A kite swoops down, wasp-like
In its angry roar
flipping, turning, riding the air as sleek as
a florescent stealth bomber
The kind hippies would have made
if they went to war
In their world, stealth bombers would be kites,
gliding harmlessly through clouds.

The kite is a heart, an aviator’s heart that dreams of flights
endless and independent, yet always tethered–

fated to twist and writhe

and turn with a violence that defies–
a bone-fragile frame, at once lighter
and more clumsy than the birds it admires
It skirts the ground, which would scorch it, break it–
a prayer of sorts: to the sand, the wind, the careless tread of humans.
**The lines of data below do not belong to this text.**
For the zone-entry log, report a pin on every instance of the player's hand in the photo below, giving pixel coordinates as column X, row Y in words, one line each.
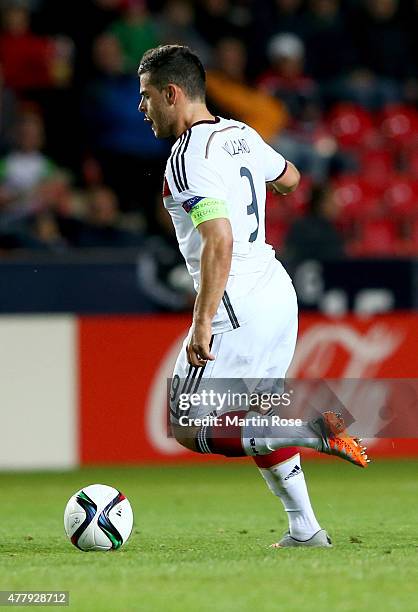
column 198, row 351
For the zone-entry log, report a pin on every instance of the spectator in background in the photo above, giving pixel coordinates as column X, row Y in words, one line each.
column 102, row 225
column 286, row 80
column 176, row 26
column 30, row 61
column 161, row 269
column 25, row 168
column 131, row 158
column 314, row 236
column 82, row 21
column 329, row 46
column 7, row 115
column 383, row 58
column 229, row 91
column 213, row 20
column 136, row 32
column 304, row 140
column 382, row 42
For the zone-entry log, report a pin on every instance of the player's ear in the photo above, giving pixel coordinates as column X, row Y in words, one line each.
column 171, row 94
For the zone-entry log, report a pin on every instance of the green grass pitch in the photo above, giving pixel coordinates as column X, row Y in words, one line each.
column 201, row 536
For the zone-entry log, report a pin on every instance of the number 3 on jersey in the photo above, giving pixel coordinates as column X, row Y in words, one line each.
column 252, row 209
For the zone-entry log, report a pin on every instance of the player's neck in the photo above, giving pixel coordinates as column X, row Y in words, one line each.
column 193, row 113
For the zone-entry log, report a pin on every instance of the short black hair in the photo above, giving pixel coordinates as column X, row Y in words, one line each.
column 175, row 64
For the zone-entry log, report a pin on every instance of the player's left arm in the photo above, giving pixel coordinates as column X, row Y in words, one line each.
column 287, row 182
column 215, row 264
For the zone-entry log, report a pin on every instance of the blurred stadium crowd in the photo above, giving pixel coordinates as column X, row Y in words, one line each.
column 332, row 84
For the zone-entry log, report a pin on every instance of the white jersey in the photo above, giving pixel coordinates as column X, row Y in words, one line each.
column 225, row 160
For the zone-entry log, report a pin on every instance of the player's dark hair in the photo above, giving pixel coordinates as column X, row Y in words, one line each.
column 175, row 64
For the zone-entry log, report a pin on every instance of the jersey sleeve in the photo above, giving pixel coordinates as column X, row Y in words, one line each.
column 273, row 163
column 198, row 186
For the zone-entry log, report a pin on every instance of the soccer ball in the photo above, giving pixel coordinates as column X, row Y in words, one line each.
column 98, row 517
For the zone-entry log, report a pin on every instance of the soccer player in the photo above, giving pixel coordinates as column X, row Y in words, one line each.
column 245, row 314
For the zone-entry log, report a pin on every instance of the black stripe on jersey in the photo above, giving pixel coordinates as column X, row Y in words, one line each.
column 176, row 175
column 177, row 155
column 183, row 162
column 231, row 314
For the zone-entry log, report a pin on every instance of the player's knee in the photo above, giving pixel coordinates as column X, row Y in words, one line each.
column 185, row 436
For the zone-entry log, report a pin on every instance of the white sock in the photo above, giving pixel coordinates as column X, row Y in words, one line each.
column 287, row 481
column 263, row 436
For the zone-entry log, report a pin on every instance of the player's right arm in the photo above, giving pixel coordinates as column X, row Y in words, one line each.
column 287, row 182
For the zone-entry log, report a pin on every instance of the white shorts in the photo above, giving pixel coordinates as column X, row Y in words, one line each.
column 260, row 350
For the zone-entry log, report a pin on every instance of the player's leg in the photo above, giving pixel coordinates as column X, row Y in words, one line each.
column 235, row 353
column 282, row 469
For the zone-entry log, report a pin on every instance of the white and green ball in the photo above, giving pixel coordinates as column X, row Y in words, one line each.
column 98, row 517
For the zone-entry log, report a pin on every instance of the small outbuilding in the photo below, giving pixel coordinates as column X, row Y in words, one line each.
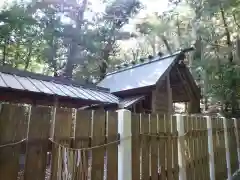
column 30, row 88
column 154, row 85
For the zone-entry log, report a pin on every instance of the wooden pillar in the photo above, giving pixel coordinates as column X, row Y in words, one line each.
column 162, row 98
column 194, row 106
column 169, row 96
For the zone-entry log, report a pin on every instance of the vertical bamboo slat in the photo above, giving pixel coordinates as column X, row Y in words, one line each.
column 169, row 148
column 174, row 148
column 145, row 146
column 112, row 150
column 98, row 138
column 62, row 134
column 154, row 147
column 13, row 128
column 162, row 146
column 135, row 147
column 36, row 154
column 82, row 140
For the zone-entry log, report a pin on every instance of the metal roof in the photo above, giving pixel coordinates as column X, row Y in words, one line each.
column 142, row 75
column 48, row 85
column 126, row 102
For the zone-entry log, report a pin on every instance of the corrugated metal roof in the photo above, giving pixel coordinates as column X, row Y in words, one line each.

Yanked up once more— above the seashore
which is much less judgmental, far more forgiving
or so it seems-
The kite drops like a pelican into the surf
barely evading water that thrashes,
this ocean, a trickster of sorts, that would take
its puffed up chest, its plumage, a bold yellow print
that proclaims its toughness, its right to bully
and tear it into pieces

But the kite rises as if to escape once more–
the ground dipping below it in a rush
It is a raptor, a bird of prey
stalking targets —
which in its toy-like menace it can never quite reach:
the skittery flight of sandpipers, the pelicans lumbering and slow
and wary seagulls, much calmer and far more nimble,
who see the kite and wisely scatter.